Но папа, кажется, не был удивлен.
– Какой она была во время нашей первой встречи? – Он задумался, глядя во двор, где наш садовник пропалывал грядку с камелиями. Я срезала по нескольку каждый день, приносила их в мамину комнату и ставила в серебряные вазы. – Ее нужно было видеть, – сказал он и с досадой вздохнул.
Я знала, что она была красивой. Мне хотелось знать больше.
Отец взглянул на меня, но я не смогла истолковать выражение его лица.
– Она была умной. Чертовски умной. Могла за секунду закрыть рот любому мужчине. – Он засмеялся. – Думаю, она не сильно изменилась.
Я кивнула. Я никогда еще не слышала, чтобы он с такой любовью говорил о маме. Наверное, легко говорить только хорошее о том, кто вот-вот умрет.
– Ладно, – сказал отец, вынув руки из карманов, а затем засунув их обратно. – Я пойду. Нужно спешить.
Он подошел и поцеловал меня в лоб.
Я всегда думала, что папа женился на маме из-за меня – потому что она забеременела.
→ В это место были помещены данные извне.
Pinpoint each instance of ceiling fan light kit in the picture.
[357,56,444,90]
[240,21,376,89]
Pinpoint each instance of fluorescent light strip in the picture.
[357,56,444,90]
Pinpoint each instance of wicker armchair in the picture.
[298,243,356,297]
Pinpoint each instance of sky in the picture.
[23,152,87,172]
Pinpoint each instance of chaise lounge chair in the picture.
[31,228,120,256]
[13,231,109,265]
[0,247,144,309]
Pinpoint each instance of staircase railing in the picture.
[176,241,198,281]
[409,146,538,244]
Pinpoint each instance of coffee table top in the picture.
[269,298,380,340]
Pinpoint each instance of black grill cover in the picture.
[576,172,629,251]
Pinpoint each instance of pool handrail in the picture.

Но в тринадцать лет я нашла в маминых документах их свидетельство о браке, которое опровергало мои подозрения.
Вдруг он обернулся – так, что я видела лишь его профиль.
– Я сделал предложение твоей матери через три недели после нашего знакомства. Это был 1931 год. Казалось, все вокруг рушится. И тут появилась твоя мама. Она казалась… нетронутой. – Он пожал плечами. – Не знаю я, Сесилья.
Я сидела у окна и смотрела, как он уходит. Приподняв шляпу, он поприветствовал садовника, открыл дверь и сел в машину. Пока мама, через несколько дверей отсюда, умирала медленной и мучительной смертью. Мой папа умрет безболезненно, во сне. С любящей женой рядом. На чистой, мягкой простыне. Папа всегда был человеком, который с легкостью идет по жизни, а вот мама – наоборот.
«А кто я? – думала я, сидя на моем розовом стеганом покрывале. Наклонившись вперед, я пыталась уловить последний проблеск папиной синей уезжающей машины. – Как я иду по жизни?»